Bruce takes his message of transformation into city neighborhoods

Rev. Thaddeus Bruce shares his life-changing experience through Taking it to the Streets.
Photo by St. Clair Murraine

By St. Clair Murraine
Outlook Staff Writer

Sitting on the outside deck of a coffee shop, Thaddeus Bruce began sharing some of his life-changing experiences.

As he went on, every chapter seemed increasingly difficult for the annals of Hollywood to top.

There was the time that he was inside of a house where law enforcement officers carried out a drug bust. Bruce managed to climb out of a window about three feet off the ground.

He crawled under an abandoned vehicle, while police officers milled around. Eventually he walked away from the scene that was surrounded by officers.

It didn’t take long for him to find himself in another drug house. Those places had become a part of his lifestyle as a drug addict for more than two decades.

Through his on-and-off involvement with drugs, Bruce managed to marry three times. Only the first one produced three children.

Even through five years and five months in the Army, Bruce’s addiction got the best of him. His worse years were the three he spent playing basketball in the Circuito Mexicano de Básquetbol, a professional basketball league in Mexico.

He was making money and had easy access to drugs and anything else he wanted, while living a celebrity life as a star basketball player. That was the early 1980’s.

It would take another 20 years before Bruce finally got sober.

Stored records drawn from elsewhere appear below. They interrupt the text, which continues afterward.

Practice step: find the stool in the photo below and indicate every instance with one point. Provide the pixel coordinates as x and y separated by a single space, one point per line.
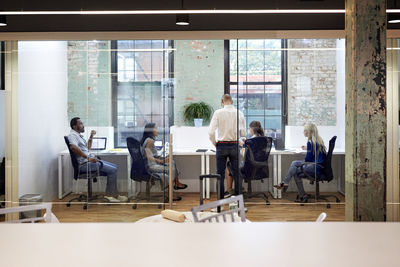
216 176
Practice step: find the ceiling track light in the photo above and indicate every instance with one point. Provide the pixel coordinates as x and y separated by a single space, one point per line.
3 21
182 11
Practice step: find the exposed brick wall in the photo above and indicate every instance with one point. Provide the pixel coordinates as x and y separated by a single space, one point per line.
312 82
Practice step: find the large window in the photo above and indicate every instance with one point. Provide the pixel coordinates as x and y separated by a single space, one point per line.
257 78
142 87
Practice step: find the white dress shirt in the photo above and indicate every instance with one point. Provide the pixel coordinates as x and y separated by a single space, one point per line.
225 121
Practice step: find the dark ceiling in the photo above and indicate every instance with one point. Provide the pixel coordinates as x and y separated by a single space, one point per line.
212 22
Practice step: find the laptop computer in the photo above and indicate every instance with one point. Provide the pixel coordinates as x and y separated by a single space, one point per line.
99 143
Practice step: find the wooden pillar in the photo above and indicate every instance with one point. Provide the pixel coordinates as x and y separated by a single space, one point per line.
365 110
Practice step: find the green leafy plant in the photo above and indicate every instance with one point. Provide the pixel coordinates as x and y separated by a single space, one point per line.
197 111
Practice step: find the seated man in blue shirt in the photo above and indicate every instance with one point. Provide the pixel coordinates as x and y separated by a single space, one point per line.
80 148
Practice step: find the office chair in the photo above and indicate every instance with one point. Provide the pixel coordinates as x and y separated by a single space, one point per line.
140 171
81 171
256 164
325 176
217 216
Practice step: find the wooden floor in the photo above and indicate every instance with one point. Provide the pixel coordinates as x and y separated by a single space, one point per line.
279 210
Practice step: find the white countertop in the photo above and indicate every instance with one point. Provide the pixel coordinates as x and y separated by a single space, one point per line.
175 245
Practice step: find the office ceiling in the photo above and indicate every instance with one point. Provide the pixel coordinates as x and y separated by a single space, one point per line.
210 22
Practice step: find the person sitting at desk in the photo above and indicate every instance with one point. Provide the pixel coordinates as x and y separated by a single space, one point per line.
226 121
156 163
255 131
316 153
80 148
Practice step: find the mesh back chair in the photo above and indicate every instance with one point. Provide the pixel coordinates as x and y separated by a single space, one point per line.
82 171
256 164
221 216
140 171
326 175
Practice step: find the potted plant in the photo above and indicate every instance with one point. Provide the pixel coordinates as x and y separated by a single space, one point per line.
197 112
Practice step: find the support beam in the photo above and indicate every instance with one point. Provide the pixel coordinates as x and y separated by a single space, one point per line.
365 110
11 127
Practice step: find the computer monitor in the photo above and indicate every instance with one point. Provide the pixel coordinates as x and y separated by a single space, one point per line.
99 143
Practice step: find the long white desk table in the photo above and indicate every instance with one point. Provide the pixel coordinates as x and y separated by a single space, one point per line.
175 245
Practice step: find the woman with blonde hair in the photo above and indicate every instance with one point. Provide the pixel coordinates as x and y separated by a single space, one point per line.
316 153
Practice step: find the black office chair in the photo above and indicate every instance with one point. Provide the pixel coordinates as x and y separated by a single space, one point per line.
256 164
140 171
81 171
325 176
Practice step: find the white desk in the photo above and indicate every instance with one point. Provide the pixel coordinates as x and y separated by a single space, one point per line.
176 245
62 191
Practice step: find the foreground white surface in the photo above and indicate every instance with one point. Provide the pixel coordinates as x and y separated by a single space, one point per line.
154 244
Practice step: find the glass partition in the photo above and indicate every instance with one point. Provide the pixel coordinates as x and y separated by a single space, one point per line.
140 102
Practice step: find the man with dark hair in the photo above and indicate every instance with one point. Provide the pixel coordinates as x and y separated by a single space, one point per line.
225 121
80 148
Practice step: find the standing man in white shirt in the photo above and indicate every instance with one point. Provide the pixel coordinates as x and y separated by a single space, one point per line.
225 121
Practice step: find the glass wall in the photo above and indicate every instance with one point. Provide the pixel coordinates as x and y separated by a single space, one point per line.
139 101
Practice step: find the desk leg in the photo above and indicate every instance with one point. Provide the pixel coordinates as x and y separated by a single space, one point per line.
202 158
60 176
207 179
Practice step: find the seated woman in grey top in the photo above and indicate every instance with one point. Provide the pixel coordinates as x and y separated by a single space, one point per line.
156 163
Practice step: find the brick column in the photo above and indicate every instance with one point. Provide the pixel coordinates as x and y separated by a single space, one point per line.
365 110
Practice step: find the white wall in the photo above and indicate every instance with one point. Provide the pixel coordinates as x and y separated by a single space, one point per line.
2 124
42 95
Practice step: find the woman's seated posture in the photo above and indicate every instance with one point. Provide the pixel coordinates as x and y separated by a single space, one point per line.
316 153
156 163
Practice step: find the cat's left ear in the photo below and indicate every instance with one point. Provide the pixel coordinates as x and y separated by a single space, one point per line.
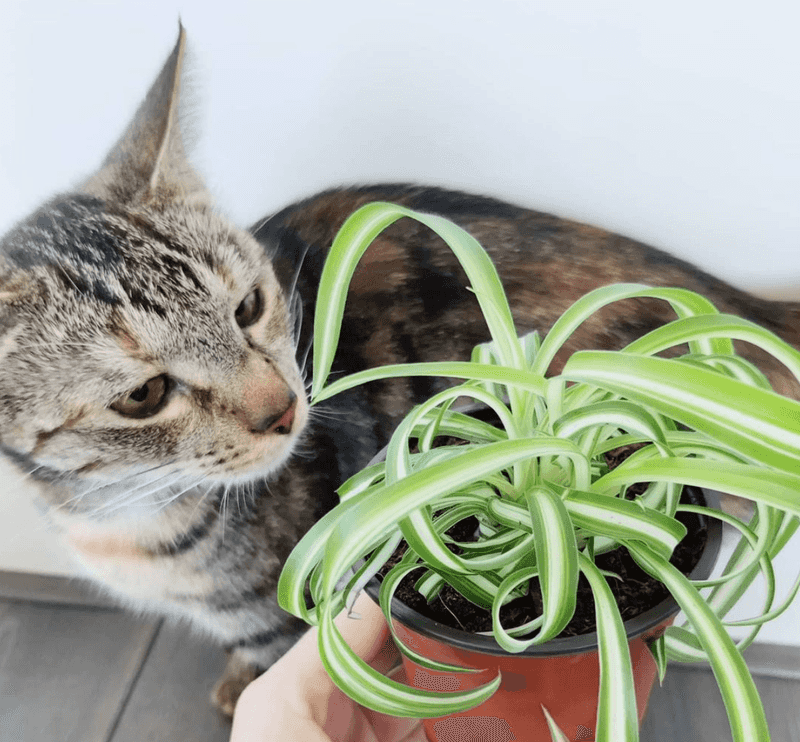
149 164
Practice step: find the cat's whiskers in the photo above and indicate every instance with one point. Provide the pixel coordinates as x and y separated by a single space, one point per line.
79 496
125 500
164 503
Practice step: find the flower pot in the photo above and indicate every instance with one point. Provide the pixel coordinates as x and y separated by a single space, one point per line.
563 675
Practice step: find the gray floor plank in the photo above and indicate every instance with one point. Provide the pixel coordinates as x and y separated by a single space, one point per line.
65 672
171 699
689 708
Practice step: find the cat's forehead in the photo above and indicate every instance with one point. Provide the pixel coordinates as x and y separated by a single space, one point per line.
151 259
162 281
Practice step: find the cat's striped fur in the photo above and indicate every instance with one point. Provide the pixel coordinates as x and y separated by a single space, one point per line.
133 295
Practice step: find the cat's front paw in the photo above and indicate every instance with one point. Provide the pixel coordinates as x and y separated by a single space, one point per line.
237 676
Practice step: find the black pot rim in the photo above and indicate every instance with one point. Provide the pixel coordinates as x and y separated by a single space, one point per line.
582 643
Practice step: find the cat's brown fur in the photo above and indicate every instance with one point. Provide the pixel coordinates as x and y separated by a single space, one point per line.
191 510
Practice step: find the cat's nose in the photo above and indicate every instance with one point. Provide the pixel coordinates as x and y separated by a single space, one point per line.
281 422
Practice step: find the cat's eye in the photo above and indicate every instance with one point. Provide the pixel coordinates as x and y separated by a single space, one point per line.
250 309
145 400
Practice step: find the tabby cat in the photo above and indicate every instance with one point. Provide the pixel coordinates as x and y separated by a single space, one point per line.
153 364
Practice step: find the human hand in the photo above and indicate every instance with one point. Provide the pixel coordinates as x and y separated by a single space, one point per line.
296 701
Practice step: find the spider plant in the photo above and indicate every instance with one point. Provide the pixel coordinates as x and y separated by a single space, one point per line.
544 497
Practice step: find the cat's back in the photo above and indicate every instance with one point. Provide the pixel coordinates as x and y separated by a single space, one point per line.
409 298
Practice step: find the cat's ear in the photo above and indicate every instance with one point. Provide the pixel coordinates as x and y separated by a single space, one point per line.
149 164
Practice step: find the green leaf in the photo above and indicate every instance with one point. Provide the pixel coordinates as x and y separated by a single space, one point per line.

But through all the years he never stopped trying to find the solitude that he has now.

Today he is Rev. Thaddeus Bruce.

He credits growing up in a home where church-going was the norm and having a father who preached for helping him to get over. 

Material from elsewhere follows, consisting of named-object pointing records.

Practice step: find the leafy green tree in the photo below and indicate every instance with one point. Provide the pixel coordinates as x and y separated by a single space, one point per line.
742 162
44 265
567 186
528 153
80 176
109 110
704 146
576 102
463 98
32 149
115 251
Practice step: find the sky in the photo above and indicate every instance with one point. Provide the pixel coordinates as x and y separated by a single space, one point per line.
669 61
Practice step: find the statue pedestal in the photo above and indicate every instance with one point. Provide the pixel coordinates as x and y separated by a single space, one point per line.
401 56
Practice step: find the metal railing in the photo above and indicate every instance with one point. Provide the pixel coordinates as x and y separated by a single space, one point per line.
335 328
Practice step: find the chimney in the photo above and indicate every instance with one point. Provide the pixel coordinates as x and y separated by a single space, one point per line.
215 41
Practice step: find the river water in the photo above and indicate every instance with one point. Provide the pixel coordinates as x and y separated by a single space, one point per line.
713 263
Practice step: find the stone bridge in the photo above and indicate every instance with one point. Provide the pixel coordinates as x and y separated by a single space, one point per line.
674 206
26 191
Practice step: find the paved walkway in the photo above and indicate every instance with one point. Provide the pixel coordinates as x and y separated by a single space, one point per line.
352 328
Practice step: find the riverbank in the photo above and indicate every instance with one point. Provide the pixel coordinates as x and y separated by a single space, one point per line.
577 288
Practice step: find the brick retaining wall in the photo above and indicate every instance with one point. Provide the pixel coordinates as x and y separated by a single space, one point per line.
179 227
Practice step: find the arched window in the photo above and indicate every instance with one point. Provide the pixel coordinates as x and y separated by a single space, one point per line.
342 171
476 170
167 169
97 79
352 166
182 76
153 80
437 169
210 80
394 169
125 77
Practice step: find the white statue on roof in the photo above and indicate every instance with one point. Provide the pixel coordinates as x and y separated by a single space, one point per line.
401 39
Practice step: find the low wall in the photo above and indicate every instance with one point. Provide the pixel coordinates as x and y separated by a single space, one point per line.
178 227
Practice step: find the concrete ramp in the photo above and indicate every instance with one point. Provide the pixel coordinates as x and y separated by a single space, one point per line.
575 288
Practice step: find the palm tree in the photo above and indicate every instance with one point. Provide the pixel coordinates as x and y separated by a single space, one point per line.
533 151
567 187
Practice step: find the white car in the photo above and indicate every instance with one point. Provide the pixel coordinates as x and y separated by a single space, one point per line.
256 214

His turnaround 18 years ago has become a message that Bruce shares in recorded music. He also tells it in neighborhoods with a mission that he calls Taking it to the Streets. 

He did it in Jacksonville, Melbourne, Sanford and a few other Florida cities under different names before bringing the concept of going to the streets to change lives in Tallahassee.

“I think more than anything, what motivated me was I remember when I was out,” Bruce said, explaining why he aspires to help others who are walking the path he did, “I would go to different places and ask for help. Nobody would help me.”

The impact he is having on lives makes Bruce’s Taking it to the Streets the Capital Outlook’s choice for Organization of the Year.

Bruce, 62, has taken his mission to Walker/Ford Community Center in the Bond neighborhood. He’s made multiple stops in the neighborhood along Texas Street on the city’s Southside.

 “God has allowed him opportunities to come back and utilize his gifting,” said Derek Steele, who grew up with Bruce. “He has a heart’s desire to move as the Lord moves him.”

Steele, who has had his own challenges with drugs, empathized with Bruce. The message he brings has the potential to calm gun violence in the city, Steele said.

“You have no idea what could happen if you could reach one,” he said. “If you can reach one, then they can reach one or two or three.”

When Bruce shows up for one of his events, he usually have a few of his friends who bring messages of hope. Other times, he partners with churches like Christian Heritage and make their appearance a food drive.

“The impact I’m hoping to have is that they can see there is hope, help and healing,” Bruce said.

Most of those who knew Bruce growing up in Tallahassee knew him only as a talented basketball player at Leon High. He later took his talent to Pensacola Junior College where he played from 1977 to 1979.

Bruce transferred to FSU but left after 38 days instead of taking a red shirt. His next stop was FAMU. He left early to try the NBA, but was cut. 

He found the CIMEBA professional basketball league in Mexico, where he played from 1981 to ‘84.

Bruce didn’t have much more than a passion to become one of the best car salesmen when he returned to Florida. He did that for 30 years, sometimes concealing his addiction the best he could.

 It continued until one day in 2004 when Bruce recalled saying to himself “enough is enough.”

He began to put more time into writing songs and producing them on CDs. He has three out now and his singing is very much part of what he does when he takes his mission to the streets.

When he isn’t trying to change lives on the streets, he is at St. Mary’s Primitive Baptist Church, where he is an associate minister.

Bruce’s timing for taking his message to neighborhoods is perfect, said Elder Ernest Ferrell, pastor at St. Mary’s Primitive Baptist Church.

“It’s a whole new world,” Ferrell said. “People sometime are not reaching out to the world that we think we are in. Thaddeus is trying to reach them where they are.

“Thaddeus has started something that I think is going to be far-reaching.”